Jawaban Maria ini membawanya kepada suatu relasi yang lebih dekat lagi
dengan Roh Kudus. Sebab, sebelum itu telah dijelaskan oleh malaikat agung
Gabriel kepadanya bagaimana jadinya martabat keibuannya sebagai bunda Yesus
kelak: “Roh Kudus akan turun
atasmu dan kuasa Allah Yang Mahatinggi akan menaungi engkau; sebab itu anak
yang akan kaulahirkan itu akan disebut kudus, Anak Allah” (Luk 1:35). Dia memberi
persetujuannya untuk menjadi Bunda sang Penyelamat dengan menyetujui tindakan Roh
Kudus atas dirinya. Dalam menyambut tindakan Roh Kudus tersebut dia menyambut
sang Penyelamat ke dalam hati dan rahimnya. Dengan penuh kepatuhan Maria
memberikan dirinya kepada tindakan Roh Kudus karena dia telah dipersiapkan
dengan karya Roh Kudus sebelumnya: dikandung tanpa dosa. Sejak saat itu pun
Maria sadar bahwa Anak yang dikandungnya itu adalah karunia Allah kepadanya dan
kepada umat manusia melalui tindakan Roh Kudus. Betapa tergetar kiranya hati
Maria penuh takzim, bahwa dia sedang bekerja sama dengan Roh Kudus dalam karya
Allah terbesar dan teragung ini, yaitu inkarnasi sang Firman menjadi manusia
(Yoh 1:14).
Datangnya Roh Kudus atas Maria bukanlah suatu peristiwa yang bersifat fana,
karena dengan begitu Maria menjadi tempat kediaman Allah. Pada peristiwa
pemberitahuan oleh malaikat agung Gabriel ini, Maria memasuki suatu relasi
dengan Roh Kudus sehingga kita boleh menyapanya sebagai “Mempelai Allah Roh
Kudus”. Suatu relasi seorang insan yang dikandung tanpa dosa dan murni, dengan
Roh Kudus yang adalah Kasih itu sendiri. Suatu relasi antara karunia murni,
yaitu Roh Kudus dan penerimaan total yang adalah Maria. Ini adalah relasi
dengan Roh Kudus yang dijalaninya sepanjang hidupnya di atas bumi.

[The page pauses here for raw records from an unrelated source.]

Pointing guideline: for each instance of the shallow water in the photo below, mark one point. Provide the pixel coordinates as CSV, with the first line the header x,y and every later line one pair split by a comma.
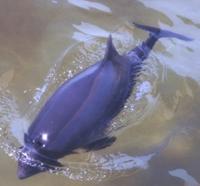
x,y
45,42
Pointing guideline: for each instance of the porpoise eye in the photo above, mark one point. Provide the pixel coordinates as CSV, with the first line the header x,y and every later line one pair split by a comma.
x,y
40,141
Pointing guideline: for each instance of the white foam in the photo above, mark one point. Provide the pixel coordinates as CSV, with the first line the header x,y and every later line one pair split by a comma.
x,y
122,161
143,89
183,174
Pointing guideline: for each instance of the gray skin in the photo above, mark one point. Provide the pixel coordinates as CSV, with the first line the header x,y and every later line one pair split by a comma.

KUNJUNGAN MARIA KEPADA ELISABET
Injil Lukas mengatakan, bahwa beberapa waktu kemudian berangkatlah Maria
dan bergegas menuju sebuah kota di pegunungan Yehuda (Luk 1:39). Kita telah
lihat dalam peristiwa pemberitahuan oleh malaikat agung Gabriel di atas bahwa
Maria adalah pribadi yang sudah dipenuhi Roh Kudus. Ketika Elisabet mendengar
salam Maria, melonjaklah anak yang di dalam rahimnya dan Elisabet pun penuh
dengan Roh Kudus, lalu berseru dengan nyaring, “Diberkatilah engkau di antara semua perempuan dan diberkatilah buah
rahimmu.” (Luk 1:41-42). Elisabetpun tidak ragu-ragu untuk menyapa
Maria sebagai “Ibu Tuhanku” (Luk
1:43). Di sini kita lihat bahwa peran Maria bersifat instrumental
dalam kedatangan Roh Kudus ke dalam diri Elisabet dan putera yang dikandungnya,
Yohanes Pembaptis. Ada suatu tradisi di tengah-tengah para Bapa
Gereja yang awal, bahwa Santo Yohanes Pembaptis dimurnikan dari dosa-asal pada
saat-saat pertemuan antara kedua perempuan itu.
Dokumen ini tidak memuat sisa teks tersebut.